The architecture of PlinyCompute consists of various software components explained in the following paragraphs. This figure illustrates an installation of PlinyCompute deployed in a cluster of four machines (nodes): one manager node and three worker nodes.
A PC cluster consists of a manager node as well as one or more worker nodes.
The manager node runs four software components:
- The catalog manager, serving system meta-data (including the master copy of the mapping between type codes and PC Object types) and compiled, shared libraries for performing computations over PC Objects
- The distributed storage manager, the centralized server that manages PC’s storage subsystem
- The TCAP optimizer, which is responsible for optimizing programs that have been compiled into PC’s domain-specific TCAP language.

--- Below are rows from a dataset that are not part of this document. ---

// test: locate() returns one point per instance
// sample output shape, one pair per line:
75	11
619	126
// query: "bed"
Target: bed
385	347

- The distributed query scheduler that is responsible for accepting optimized TCAP computations and dynamically schedules them to run on workers.

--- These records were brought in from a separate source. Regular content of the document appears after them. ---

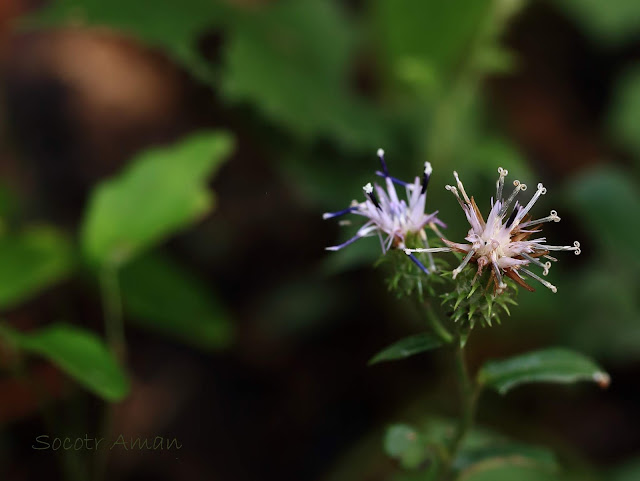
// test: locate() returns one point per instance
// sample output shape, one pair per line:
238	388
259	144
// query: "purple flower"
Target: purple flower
503	242
390	218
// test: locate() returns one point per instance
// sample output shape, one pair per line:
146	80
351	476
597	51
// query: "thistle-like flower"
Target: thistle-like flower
503	242
391	218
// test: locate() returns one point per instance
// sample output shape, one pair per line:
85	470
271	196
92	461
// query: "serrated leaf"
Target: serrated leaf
162	191
31	261
549	365
407	347
79	353
160	295
404	443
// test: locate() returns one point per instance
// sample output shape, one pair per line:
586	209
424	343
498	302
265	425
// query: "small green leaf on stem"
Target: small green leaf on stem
79	353
407	347
548	365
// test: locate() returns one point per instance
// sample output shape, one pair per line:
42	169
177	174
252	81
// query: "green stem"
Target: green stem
112	306
436	325
114	332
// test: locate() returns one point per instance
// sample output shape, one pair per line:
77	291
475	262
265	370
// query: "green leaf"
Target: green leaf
507	469
405	444
624	116
172	25
160	295
470	455
434	33
291	61
162	191
603	199
407	347
79	353
32	261
549	365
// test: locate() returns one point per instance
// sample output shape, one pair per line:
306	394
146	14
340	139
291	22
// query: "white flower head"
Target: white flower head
390	218
503	242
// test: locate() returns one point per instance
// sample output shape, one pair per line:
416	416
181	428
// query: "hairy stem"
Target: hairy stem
469	393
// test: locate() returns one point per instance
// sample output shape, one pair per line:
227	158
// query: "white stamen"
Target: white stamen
454	191
430	249
547	284
575	248
464	262
541	191
496	269
518	187
423	236
500	183
546	265
552	217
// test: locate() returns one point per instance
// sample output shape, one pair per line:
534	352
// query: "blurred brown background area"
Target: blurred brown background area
284	402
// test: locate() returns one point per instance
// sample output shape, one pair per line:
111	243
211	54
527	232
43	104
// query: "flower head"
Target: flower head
391	218
503	242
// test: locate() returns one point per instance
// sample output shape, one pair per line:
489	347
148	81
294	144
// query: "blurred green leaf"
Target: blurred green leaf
624	116
32	261
162	296
407	347
507	469
291	60
548	365
172	25
405	444
609	22
538	456
604	199
162	191
79	353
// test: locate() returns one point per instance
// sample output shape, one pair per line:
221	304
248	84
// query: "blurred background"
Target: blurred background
264	375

A worker front-end process runs the following components:
- The local catalog manager: handles requests and buffers data served from the master catalog manager. It is also responsible for fetching and dynamically loading code as needed when a virtual method call is made over a PC Object .
- The local storage server: manages a shared-memory buffer pool used for buffering and caching datasets. It also manages a user-level file system that is used to persist a portion of one or more datasets stored by PC (the partitioning of datasets to storage servers is managed by the distributed storage manager). The storage server also manages temporary data that must be spilled to secondary storage. The shared memory buffer pool is created via a mmap system call so that data stored in it can be read by the backend process (forked from the front-end process) via zero-copy access. A significant performance advantage of having a buffer pool is that data can be cached in memory across different applications, rather than having to be loaded from external storage (which often requires data movement) each time.
- The message proxy: responsible for communicating with the worker backend process, and acts as a bridge between the worker backend process and the manager node, the local catalog, and the local storage server.
A worker back-end process serve as the query processing engine and execute computations that are forwarded from the front-end process.